En 1904, Charles Saunders, un sélectionneur canadien, va croiser la variété reine de l’Ontario et des « grandes prairies » ; Red Fife, avec une variété venant d’Inde dénommée «Hard Red Calcutta».

Cette appellation était plutôt commerciale et est peut-être plus un mélange de population qu’une variété pure tel que l’on entend aujourd’hui où la D.H.S. implique une invariabilité de type clonage.

Ce croisement apportera encore plus de précocité à la variété baptisée «Marquis».

Si le «Hard Red Calcutta» était précoce pour murir plus vite avant la sécheresse de l’ouest indien, au Canada la précocité était et est toujours utile afin de récolter avant les grands froids.

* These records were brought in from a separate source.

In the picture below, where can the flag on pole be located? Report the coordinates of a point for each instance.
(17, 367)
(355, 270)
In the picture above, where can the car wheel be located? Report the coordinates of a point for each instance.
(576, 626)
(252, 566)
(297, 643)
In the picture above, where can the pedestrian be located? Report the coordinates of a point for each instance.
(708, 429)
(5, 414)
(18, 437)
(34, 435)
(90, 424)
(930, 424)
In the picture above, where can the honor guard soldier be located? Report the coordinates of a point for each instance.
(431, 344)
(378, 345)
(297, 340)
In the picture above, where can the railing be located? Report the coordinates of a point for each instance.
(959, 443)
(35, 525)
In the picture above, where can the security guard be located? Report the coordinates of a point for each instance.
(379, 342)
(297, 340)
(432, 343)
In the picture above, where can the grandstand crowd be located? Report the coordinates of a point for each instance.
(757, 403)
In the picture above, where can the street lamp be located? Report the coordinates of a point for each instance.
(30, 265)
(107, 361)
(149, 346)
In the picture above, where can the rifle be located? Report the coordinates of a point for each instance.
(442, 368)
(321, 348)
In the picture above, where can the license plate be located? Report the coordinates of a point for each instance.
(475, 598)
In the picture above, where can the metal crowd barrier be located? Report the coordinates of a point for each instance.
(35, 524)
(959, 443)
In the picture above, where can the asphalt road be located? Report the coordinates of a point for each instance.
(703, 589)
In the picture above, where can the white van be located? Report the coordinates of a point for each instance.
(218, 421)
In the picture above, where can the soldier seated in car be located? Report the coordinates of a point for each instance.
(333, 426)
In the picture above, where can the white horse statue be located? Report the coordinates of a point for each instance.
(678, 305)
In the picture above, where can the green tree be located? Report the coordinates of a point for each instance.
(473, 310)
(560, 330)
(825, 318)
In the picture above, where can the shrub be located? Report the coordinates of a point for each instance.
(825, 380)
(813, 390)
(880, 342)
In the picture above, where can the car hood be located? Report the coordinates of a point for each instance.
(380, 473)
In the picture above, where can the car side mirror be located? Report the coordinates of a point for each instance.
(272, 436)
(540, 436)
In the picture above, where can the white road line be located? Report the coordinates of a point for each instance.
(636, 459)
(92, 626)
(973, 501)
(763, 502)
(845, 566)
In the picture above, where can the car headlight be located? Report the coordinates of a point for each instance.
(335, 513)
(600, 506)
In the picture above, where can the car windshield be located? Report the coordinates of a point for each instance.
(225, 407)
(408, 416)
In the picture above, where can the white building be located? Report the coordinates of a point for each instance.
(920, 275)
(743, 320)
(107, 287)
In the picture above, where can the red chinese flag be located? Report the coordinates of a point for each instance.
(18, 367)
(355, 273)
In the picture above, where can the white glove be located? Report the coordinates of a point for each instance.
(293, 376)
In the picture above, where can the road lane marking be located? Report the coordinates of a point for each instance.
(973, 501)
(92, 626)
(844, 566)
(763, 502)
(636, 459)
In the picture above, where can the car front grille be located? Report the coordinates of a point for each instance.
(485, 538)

Et la variété «Marquis» est celle qui va permettre d’ensemencer plus en avant vers l’Arctique, de faire avancer les frontières du blé.

L’Europe en profitera bien de cette variété, puisqu’au temps où il fallait nourrir la population en temps de guerre et puis tout reconstruire après la guerre 1914-18, le blé manquait.

Et c’est le blé «Marquis» importé du Canada et du Nord des États-Unis qui sauva nos populations européennes. En 1918, 80% des emblavements de blé canadiens était ensemencé de la variété «Marquis»

Vous comprenez mieux peut-être pourquoi il est important de sauver la biodiversité du blé.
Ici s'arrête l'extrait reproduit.